25:20 So probabilistic machine learning is a huge thing in itself, right?

25:23 Beyond even that.

25:25 But there's different ways.

25:26 So, I mean, we used multiple different models.

25:27 One of them that's naturally probabilistic is a Gaussian process classifier, which we built with GPFlow as a different package.

25:33 And that actually took a GPU to run, which we thankfully got for free off NVIDIA.

25:37 So I should probably say that, you know, they'll be happy.

25:39 Awesome.

25:40 Yeah, that's cool.

25:41 So that sort of naturally gives you a probability of class membership.

25:44 So you set it up with the whole training seven labels that you have, and it'll tell you what the actual probability that a new sample actually is a member of any one of those classes.

25:52 Yeah.

25:52 But all the other things we have to calibrate.

25:54 So we get some sort of score out of the machine learning model, and then we have to take all of our examples and say, okay, well, we've got a score of 0.6, but actually 80% of these are really planets.

26:03 So really, that needs to be 0.8.

26:05 And you can kind of calibrate that way, sort of bootstrapping yourself.

26:08 So do you have people go back through and basically reanalyze what the machine learning suggested, just focusing on those stars?

26:14 What was the, once it says, you know, 67% likelihood, what happened?

26:19 That's definitely where we had to actually work on calibrating the classifiers that were non-probabilistic.

26:25 We also wanted to compare it against the probabilities produced by some of the previous methods, like VESPA, which was a physics-based model that evaluates the likelihood of different false positive scenarios and the planetary scenario.

26:39 And that's where the things got interesting, because the probabilities that our machine learning classifiers were producing versus the probabilities produced by previous models were slightly different, particularly for false positives, if I'm not mistaken.

26:52 More than slightly.

26:53 I mean, they disagreed in something like 27% of the cases.

26:56 Yeah.

26:56 And this is VESPA, I should say, before we get deep into that, is a sort of field standard tool that's like a, it's an actual physical model.

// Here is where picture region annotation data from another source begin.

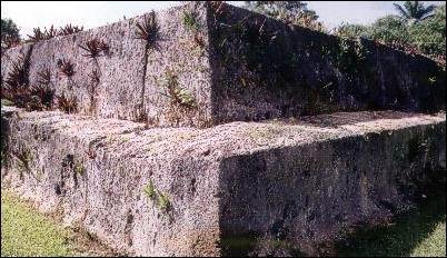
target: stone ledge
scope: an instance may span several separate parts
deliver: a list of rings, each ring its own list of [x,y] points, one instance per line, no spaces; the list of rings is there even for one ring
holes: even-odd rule
[[[445,120],[385,111],[145,130],[6,108],[2,187],[122,252],[217,256],[255,232],[311,254],[410,207],[415,176],[446,168]],[[150,182],[170,209],[145,194]]]

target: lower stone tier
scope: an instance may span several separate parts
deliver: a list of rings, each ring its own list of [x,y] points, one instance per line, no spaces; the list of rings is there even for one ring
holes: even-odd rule
[[[1,185],[119,252],[312,254],[445,177],[445,121],[384,111],[145,129],[2,107]]]

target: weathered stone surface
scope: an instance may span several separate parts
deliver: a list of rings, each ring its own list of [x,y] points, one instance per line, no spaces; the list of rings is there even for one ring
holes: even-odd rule
[[[229,4],[218,10],[209,32],[217,123],[445,109],[446,73],[428,58],[287,26]]]
[[[150,14],[36,43],[30,83],[49,68],[57,93],[76,96],[80,113],[159,127],[445,109],[445,70],[421,56],[203,2],[156,12],[159,29],[148,46],[136,38],[137,23],[146,17]],[[79,44],[91,39],[108,43],[110,54],[85,57]],[[3,53],[3,80],[21,48]],[[71,78],[58,71],[57,61],[63,58],[74,64]],[[97,86],[89,78],[93,69],[100,71]],[[169,92],[170,83],[182,92],[180,100]],[[179,105],[186,100],[188,107]]]
[[[74,96],[80,113],[138,120],[142,111],[146,42],[136,39],[135,28],[141,20],[129,19],[37,42],[31,56],[30,83],[37,83],[38,72],[49,69],[56,93]],[[86,47],[93,39],[105,41],[109,53],[95,59],[87,57],[88,52],[79,46]],[[72,77],[60,72],[58,60],[63,59],[74,64]],[[90,78],[93,70],[99,75],[98,85]]]
[[[9,110],[2,187],[135,255],[225,255],[241,235],[311,252],[410,207],[415,186],[446,169],[445,120],[356,112],[143,130]],[[149,182],[157,198],[145,194]]]

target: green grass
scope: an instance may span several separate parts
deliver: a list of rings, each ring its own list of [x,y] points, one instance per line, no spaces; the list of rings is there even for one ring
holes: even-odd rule
[[[1,191],[1,256],[71,256],[69,230]],[[427,199],[393,225],[361,229],[336,248],[337,256],[446,256],[445,192]]]
[[[69,232],[1,190],[1,256],[69,256]]]
[[[391,225],[360,229],[338,244],[338,256],[446,256],[445,192],[397,218]]]

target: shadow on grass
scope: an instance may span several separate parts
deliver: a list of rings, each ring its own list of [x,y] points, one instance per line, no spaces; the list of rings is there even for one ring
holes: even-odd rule
[[[416,210],[398,216],[394,224],[357,230],[346,240],[336,245],[336,254],[350,257],[410,256],[419,244],[429,238],[437,226],[445,221],[446,191],[444,186],[443,189],[430,195]],[[445,230],[441,234],[445,235]],[[445,242],[440,245],[445,245]],[[428,256],[434,255],[433,250],[427,251]],[[435,256],[437,255],[435,254]]]

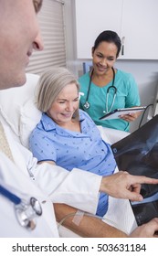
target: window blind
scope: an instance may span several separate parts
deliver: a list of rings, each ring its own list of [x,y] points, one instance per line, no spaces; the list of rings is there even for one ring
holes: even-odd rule
[[[45,0],[38,14],[43,51],[34,51],[26,72],[41,74],[50,67],[66,67],[64,2]]]

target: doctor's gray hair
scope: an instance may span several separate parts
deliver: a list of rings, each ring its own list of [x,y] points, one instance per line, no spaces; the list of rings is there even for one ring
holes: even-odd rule
[[[37,91],[37,105],[38,110],[47,112],[57,100],[60,91],[68,84],[75,83],[78,92],[79,84],[76,77],[65,68],[51,68],[39,78]],[[79,118],[79,110],[73,118]]]

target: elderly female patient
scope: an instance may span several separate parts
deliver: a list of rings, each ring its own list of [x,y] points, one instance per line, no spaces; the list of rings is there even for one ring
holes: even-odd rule
[[[79,109],[79,91],[78,80],[65,68],[41,76],[37,96],[43,114],[29,138],[30,150],[38,162],[110,176],[116,167],[111,146],[88,113]],[[108,195],[100,193],[96,215],[102,217],[107,209]]]

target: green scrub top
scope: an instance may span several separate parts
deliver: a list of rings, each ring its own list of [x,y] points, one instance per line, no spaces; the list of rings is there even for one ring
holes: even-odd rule
[[[84,95],[81,95],[80,97],[79,108],[87,112],[97,125],[129,132],[129,123],[122,119],[100,120],[100,117],[107,113],[107,90],[112,85],[112,80],[101,88],[91,82],[88,99],[90,107],[89,109],[84,108],[90,80],[90,78],[89,72],[79,79],[80,92],[84,93]],[[117,89],[116,97],[114,104],[111,110],[114,97],[114,90],[110,89],[108,112],[110,112],[110,110],[113,111],[115,109],[140,106],[138,86],[132,74],[117,69],[114,86]]]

27:03 So you're fitting models of these different planet and false positive scenarios to the data and trying to say, how well does each model fit?

27:08 Right.

27:08 From what you understand, does it make sense with the way you think planets and gravity and all that works?

27:13 Yeah.

27:13 Yeah.

27:14 Because we can sort of build up a fake system with a binary star and so on and say, okay, well, this is what that data looks like.

27:19 And, you know, does it match?

27:20 Does it not?

27:21 And so on.

27:21 And you can do that properly in a Bayesian way and get some good statistics out of it.

27:25 The trouble is to make it run fast enough on a large number of samples, because to do this properly is very, very slow.

27:31 And VESPA makes some approximations too, and it has a whole set of results.

27:34 But till now, it's been the only thing that can run fast enough to really do this on large numbers of candidates.

27:38 And so we were the first people to be able to compare against that.

27:41 And we actually got some quite big discrepancies, which is kind of worrying, right?

27:44 Oh, wow.

27:45 Yeah.

27:45 I mean, it's not that it...

27:47 It's both exciting and worrying because somebody's got to change something, right?

27:51 Or learn something.

27:52 Yeah.

27:52 Yeah.

27:53 Well, it's important to do, you know.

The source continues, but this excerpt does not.